The role of the weapons laboratories had become mainly advisory. They competed for contracts from the Department of Defense — and felt reluctant to criticize their largest customer. Peurifoy had no authority to demand changes in weapon systems that the armed services already possessed. But he refused to sign the Sandia major assembly release of any new bombs or warheads that didn’t have the new safety devices. And without his approval, those weapons couldn’t enter the stockpile. In 1977, almost four years after gaining some real authority at the lab, Peurifoy signed the release papers on a modification of the B-61 bomb. It was the first nuclear weapon to feature weak link/strong link technology.

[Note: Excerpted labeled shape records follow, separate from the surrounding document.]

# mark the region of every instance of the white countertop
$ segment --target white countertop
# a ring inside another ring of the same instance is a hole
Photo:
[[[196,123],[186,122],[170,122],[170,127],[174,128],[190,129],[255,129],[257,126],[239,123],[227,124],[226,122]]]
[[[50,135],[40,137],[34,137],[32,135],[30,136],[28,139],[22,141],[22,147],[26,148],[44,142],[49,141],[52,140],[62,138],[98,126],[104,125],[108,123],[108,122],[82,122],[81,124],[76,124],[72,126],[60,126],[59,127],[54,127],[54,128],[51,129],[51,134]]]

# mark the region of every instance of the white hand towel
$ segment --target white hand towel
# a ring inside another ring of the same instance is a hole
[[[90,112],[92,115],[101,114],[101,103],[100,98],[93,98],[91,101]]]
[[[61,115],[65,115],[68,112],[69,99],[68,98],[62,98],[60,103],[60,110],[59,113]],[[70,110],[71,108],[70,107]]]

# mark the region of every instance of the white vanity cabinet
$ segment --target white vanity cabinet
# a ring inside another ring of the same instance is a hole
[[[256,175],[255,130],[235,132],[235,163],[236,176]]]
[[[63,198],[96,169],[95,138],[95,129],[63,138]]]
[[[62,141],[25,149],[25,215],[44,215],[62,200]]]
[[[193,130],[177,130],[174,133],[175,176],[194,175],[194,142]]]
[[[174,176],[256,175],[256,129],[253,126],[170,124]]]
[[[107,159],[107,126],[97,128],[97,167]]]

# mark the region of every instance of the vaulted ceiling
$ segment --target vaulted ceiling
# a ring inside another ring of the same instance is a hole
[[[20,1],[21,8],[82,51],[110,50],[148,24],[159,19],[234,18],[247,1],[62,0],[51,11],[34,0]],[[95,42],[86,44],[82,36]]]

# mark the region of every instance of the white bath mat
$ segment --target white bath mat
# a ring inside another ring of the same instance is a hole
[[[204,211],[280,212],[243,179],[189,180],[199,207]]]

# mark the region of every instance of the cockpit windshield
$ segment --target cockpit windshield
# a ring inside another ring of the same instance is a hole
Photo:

As the dispute with the Pentagon dragged on, Peurifoy learned that the armed services were no longer telling him about nuclear weapon accidents. Broken Arrows would be difficult to hide, but the more commonplace mishaps — short circuits, bombs falling off loading carts, weapon carriers overturned — weren’t being reported to him. Peurifoy would often hear about them through other sources. The sense of denial at the upper levels of the Air Force and the Department of Defense had a ripple effect throughout both institutions. The bomber crews, the missile crews, the technicians who routinely handled warheads and bombs, the maintenance teams and firefighters — they were told the weapons were perfectly safe. The misinformation placed them at greater risk. It was also a form of disrespect toward young servicemen and women who were already risking their lives. And it encouraged careless behavior around nuclear weapons. In many ways, denying the safety problems only made them worse.